On-premise sales had accounted for about 30% of Night Shift’s business in Massachusetts, but Burns said the company has been able to make up for those losses by increasing sales in off-premise retailers thus far.
“Year-to-date in Massachusetts, we’re up just about double digits, even [after] losing that volume so we’re fortunate in that case,” he said, although the loss of taproom margins have left the company growing but “not necessarily as profitable as” it was three months ago.
Night Shift hasn’t completely shut the door on Philadelphia. Although today’s news is fresh, Burns and Oxton said they’d revisit it in a couple of years should economic conditions improve.
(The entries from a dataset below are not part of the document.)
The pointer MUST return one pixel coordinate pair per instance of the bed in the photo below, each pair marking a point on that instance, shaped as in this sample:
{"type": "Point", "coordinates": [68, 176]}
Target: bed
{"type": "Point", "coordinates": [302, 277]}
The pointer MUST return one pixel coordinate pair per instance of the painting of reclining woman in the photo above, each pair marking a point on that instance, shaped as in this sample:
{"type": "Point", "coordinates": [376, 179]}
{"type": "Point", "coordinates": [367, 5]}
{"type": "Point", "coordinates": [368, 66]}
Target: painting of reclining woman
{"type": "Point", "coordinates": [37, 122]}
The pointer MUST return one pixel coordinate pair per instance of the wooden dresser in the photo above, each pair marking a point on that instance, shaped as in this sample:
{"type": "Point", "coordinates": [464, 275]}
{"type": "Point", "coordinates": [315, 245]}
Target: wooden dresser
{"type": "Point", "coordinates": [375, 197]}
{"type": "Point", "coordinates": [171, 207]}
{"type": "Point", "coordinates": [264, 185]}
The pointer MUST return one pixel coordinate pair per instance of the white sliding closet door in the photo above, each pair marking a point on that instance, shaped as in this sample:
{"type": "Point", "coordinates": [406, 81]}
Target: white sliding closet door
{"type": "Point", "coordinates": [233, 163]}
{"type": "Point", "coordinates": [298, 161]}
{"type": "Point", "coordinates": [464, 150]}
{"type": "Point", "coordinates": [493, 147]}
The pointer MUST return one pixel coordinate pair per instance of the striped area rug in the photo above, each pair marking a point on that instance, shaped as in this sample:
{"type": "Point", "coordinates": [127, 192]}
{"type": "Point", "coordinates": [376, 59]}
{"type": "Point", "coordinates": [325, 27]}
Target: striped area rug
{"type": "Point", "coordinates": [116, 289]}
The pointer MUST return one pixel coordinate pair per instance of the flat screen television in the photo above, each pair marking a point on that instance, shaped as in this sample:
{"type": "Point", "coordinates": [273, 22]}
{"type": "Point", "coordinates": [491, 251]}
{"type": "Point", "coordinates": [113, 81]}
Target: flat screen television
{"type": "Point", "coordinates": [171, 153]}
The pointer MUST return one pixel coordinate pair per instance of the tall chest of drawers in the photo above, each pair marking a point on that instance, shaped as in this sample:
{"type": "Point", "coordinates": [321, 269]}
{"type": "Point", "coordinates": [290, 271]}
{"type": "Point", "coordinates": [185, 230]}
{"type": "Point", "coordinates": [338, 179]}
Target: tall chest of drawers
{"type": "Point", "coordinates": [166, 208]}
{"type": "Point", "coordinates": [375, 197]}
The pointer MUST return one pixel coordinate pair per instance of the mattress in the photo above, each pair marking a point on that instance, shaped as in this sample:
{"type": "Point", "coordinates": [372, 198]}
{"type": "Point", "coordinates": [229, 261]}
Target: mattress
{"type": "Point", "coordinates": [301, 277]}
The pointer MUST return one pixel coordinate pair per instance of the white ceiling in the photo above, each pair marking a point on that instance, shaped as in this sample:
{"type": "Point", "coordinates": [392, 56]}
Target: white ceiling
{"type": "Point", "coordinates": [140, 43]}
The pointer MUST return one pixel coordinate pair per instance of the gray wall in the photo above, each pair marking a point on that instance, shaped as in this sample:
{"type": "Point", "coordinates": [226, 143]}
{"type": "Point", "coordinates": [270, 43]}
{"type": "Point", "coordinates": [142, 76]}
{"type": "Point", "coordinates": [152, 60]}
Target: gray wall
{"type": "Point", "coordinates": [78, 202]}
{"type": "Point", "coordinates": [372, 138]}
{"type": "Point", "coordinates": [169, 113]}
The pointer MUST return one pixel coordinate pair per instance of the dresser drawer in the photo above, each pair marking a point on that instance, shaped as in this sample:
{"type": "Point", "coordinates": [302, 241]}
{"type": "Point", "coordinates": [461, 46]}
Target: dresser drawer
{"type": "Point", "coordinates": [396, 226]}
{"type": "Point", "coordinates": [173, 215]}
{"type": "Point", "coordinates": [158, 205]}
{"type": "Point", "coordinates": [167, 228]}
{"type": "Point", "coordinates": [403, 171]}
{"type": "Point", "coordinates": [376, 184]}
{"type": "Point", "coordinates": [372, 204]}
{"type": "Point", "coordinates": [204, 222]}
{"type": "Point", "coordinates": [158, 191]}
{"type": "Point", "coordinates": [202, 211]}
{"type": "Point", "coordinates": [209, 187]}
“We don’t know what next week looks like, let alone two years from now look like, so it’s still hard to predict but we still have a capacity problem to solve,” Burns said. “We can’t make it up here in our own facilities and we got to figure out how to do it, and we still believe that the Philadelphia market would be a strong one and makes a lot of sense for a number of reasons for our business. I think it’s now just about when and where and adjust to the scope or starting smaller or looking at a different way to get it done. Or just starting with distribution down there is something that I’m not actually planting on a physical location in the state.”
Night Shift’s distribution footprint includes Massachusetts, Maine, New York and New Hampshire, which it added in January. With the Philadelphia brewery, it would have been able to supply beer to Pennsylvania, New Jersey and potentially more Mid-Atlantic states.